Indicação / Procedência


Indicação/Procedência

AS INDICAÇÕES GEOGRÁFICAS

O conceito de indicações geográficas foi sendo desenvolvido lentamente no transcurso da história, e de forma natural, quando produtores, comerciantes e consumidores comprovaram que alguns produtos de determinados lugares apresentavam qualidades particulares, atribuíveis a sua origem geográfica, e começaram a denomina-los com o nome geográfico de procedência. Esse fenômeno teve início com certos produtos, como os vinhos, nos quais o efeito dos fatores naturais era mais evidente. Historicamente, produtos são rotulados e distinguidos desde os primórdios da era romana, quando seus Generais e o próprio “César” (Imperador) recebiam ânforas de vinho com a indicação da região de proveniência e produção controlada da bebida de sua preferência. A morte era a punição daqueles que traziam o vinho errado.

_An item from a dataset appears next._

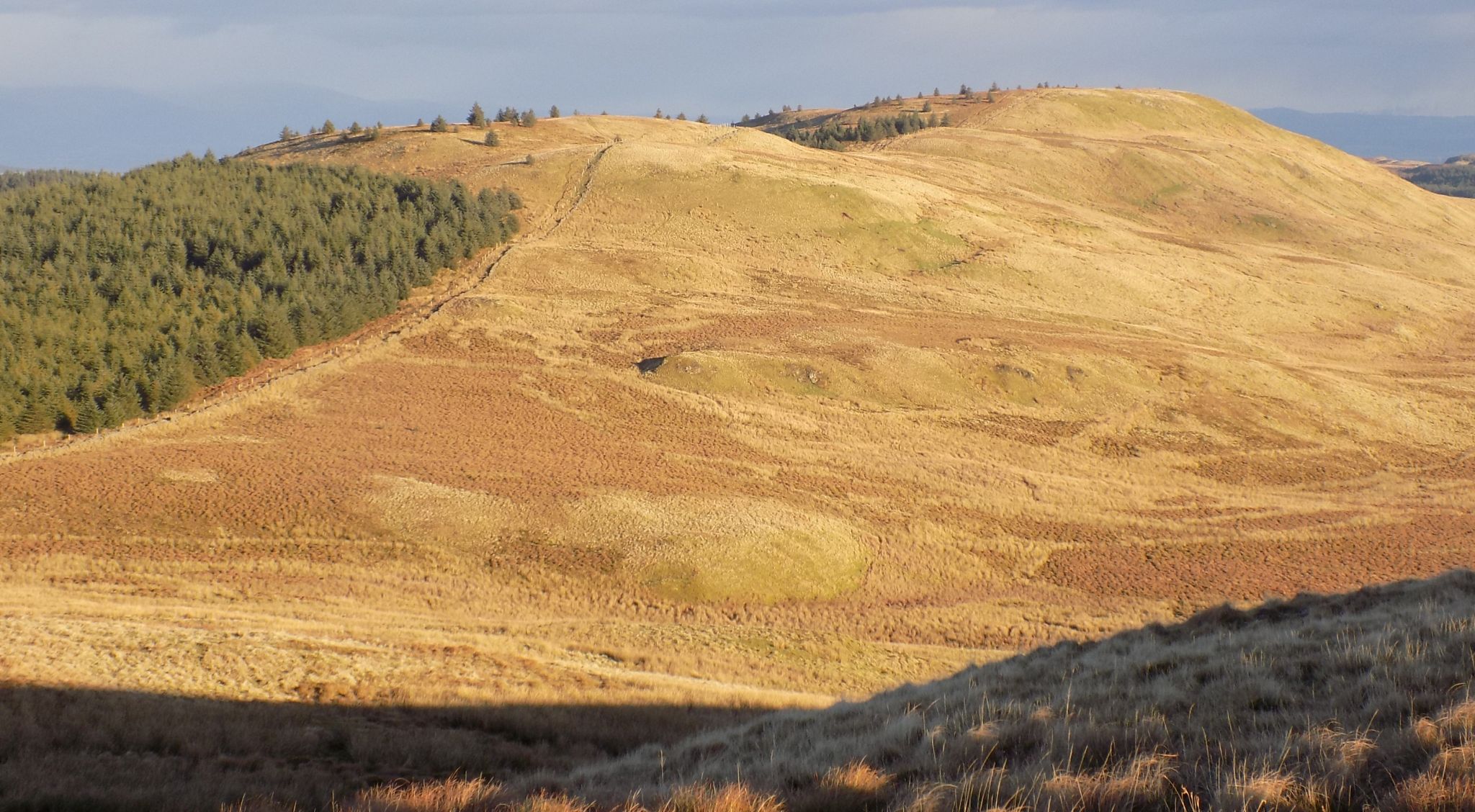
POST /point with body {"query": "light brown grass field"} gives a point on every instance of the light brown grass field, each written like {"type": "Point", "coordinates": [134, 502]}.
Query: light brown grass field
{"type": "Point", "coordinates": [1085, 361]}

A maior demanda por tais produtos, e seu preço superior, facilitou o surgimento de falsificações, ou seja, na utilização desse nome geográfico em produtos que não tinham tal procedência. Com o tempo, foram também surgindo normas específicas para regular a produção desses produtos e para controlar o movimento de mercadorias, objetivando dar maior garantia à origem dos mesmos.

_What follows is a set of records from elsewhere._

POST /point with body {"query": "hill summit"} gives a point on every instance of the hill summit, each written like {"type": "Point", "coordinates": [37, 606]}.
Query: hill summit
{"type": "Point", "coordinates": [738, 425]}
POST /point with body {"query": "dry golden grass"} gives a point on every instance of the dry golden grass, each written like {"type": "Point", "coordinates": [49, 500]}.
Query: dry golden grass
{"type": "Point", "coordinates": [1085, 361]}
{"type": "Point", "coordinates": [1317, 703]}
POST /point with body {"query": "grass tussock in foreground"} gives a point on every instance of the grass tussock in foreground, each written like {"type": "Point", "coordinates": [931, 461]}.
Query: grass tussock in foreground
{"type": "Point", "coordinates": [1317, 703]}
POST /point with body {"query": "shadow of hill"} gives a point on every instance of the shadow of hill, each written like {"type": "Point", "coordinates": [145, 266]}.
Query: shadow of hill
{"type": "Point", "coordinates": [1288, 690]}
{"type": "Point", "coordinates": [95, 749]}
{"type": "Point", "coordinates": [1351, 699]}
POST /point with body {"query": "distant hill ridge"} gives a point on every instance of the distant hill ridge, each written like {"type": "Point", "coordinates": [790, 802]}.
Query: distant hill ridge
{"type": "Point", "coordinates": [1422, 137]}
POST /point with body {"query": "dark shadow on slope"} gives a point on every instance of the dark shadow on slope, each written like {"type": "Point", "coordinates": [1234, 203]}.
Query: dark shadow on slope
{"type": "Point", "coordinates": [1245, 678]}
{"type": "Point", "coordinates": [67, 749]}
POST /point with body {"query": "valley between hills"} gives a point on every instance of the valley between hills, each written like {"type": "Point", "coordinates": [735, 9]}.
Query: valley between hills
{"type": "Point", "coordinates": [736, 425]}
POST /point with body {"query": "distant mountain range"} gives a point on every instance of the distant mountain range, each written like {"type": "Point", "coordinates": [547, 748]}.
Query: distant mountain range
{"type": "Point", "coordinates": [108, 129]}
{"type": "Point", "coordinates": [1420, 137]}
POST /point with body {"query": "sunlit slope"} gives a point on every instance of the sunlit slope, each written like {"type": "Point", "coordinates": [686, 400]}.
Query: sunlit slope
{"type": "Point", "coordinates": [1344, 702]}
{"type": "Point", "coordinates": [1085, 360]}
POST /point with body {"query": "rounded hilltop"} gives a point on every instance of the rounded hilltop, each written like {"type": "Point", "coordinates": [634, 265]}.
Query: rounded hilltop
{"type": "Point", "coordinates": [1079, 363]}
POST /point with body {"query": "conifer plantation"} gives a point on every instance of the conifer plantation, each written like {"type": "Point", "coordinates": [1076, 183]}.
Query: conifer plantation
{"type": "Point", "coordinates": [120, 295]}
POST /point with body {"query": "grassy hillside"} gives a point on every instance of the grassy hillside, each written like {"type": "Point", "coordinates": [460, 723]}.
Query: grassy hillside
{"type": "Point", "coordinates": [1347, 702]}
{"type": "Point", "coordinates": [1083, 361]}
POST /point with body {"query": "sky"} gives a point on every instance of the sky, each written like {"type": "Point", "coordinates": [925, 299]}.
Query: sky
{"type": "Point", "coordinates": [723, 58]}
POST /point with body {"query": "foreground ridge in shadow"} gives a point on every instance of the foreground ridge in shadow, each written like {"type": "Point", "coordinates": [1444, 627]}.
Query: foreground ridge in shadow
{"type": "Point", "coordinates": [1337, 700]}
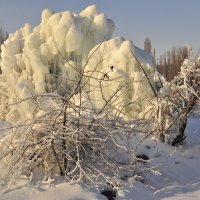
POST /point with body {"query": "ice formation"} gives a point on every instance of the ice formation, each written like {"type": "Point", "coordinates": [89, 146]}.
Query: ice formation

Também, muito possivelmente, ao escolhermos produtos de proveniência controlada e garantida, decidiremos dispor de um valor superior ao preço médio praticado pelo mercado, tendo em vista a confiança adquirida com a manutenção e controle das características inerentes ao produto durante décadas de comercialização e respeito ao consumidor.

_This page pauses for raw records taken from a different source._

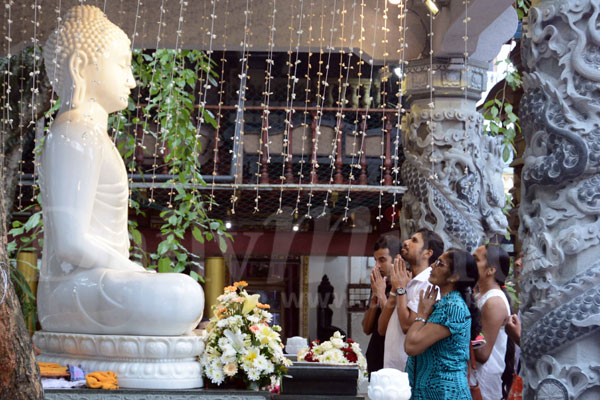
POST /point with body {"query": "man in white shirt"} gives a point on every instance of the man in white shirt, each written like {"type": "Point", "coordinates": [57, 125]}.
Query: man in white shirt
{"type": "Point", "coordinates": [400, 309]}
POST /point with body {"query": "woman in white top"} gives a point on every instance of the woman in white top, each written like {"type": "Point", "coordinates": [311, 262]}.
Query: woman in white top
{"type": "Point", "coordinates": [495, 359]}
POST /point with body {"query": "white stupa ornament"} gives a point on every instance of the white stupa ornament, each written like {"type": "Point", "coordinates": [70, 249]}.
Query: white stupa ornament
{"type": "Point", "coordinates": [389, 384]}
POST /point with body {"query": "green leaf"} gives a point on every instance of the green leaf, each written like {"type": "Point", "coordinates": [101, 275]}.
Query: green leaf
{"type": "Point", "coordinates": [163, 247]}
{"type": "Point", "coordinates": [222, 244]}
{"type": "Point", "coordinates": [33, 221]}
{"type": "Point", "coordinates": [506, 154]}
{"type": "Point", "coordinates": [137, 237]}
{"type": "Point", "coordinates": [197, 233]}
{"type": "Point", "coordinates": [164, 265]}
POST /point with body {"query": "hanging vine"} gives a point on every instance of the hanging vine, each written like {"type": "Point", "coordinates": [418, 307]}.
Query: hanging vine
{"type": "Point", "coordinates": [167, 80]}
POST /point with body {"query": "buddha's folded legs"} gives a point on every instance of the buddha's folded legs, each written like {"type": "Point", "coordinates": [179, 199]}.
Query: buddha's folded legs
{"type": "Point", "coordinates": [105, 301]}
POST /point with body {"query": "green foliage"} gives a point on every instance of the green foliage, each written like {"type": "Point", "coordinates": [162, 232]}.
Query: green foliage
{"type": "Point", "coordinates": [26, 237]}
{"type": "Point", "coordinates": [500, 115]}
{"type": "Point", "coordinates": [167, 80]}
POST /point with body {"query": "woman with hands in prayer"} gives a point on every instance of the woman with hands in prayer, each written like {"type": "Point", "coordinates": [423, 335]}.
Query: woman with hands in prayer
{"type": "Point", "coordinates": [438, 341]}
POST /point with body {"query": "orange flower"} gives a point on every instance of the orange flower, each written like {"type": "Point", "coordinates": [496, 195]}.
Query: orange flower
{"type": "Point", "coordinates": [220, 311]}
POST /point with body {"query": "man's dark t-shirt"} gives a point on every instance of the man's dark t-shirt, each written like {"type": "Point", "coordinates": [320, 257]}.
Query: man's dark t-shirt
{"type": "Point", "coordinates": [374, 354]}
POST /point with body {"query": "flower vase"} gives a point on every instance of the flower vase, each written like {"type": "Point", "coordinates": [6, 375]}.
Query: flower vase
{"type": "Point", "coordinates": [234, 383]}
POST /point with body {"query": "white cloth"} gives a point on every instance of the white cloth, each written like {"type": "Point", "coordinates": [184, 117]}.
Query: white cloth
{"type": "Point", "coordinates": [53, 383]}
{"type": "Point", "coordinates": [489, 374]}
{"type": "Point", "coordinates": [394, 355]}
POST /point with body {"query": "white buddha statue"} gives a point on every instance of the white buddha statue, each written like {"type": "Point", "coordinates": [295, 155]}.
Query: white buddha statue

Alguns exemplos desses produtos de notável qualidade certificados e identificados como Indicações Geográficas, são o Champagne - o vinho espumante proveniente daquela região francesa; os magníficos vinhos tintos da região de Bordeaux, o presunto de Parma, os charutos cubanos, os queijos Roquefort e Grana Padano.

Na metade do século XIX, a Europa, então, vivendo período de comprovado
crescimento sócio-cultural pôde comprovar que o controle pela qualidade de sua principal bebida, o vinho, era assunto de mais alta relevância. A indicação de regiões em seus vinhos começava a agregar valor econômico ao produto, atribuindo-lhe reputação e identidade própria, tornando-o, a rigor, mais valioso.




PRINCÍPIOS DAS INDICAÇÕES GEOGRÁFICAS

O Office International de la Vigne et du Vin - O.I.V. estabeleceu, no ano de 1947, o conjunto de princípios ou de condições mínimas que as denominações de origem deveriam satisfazer.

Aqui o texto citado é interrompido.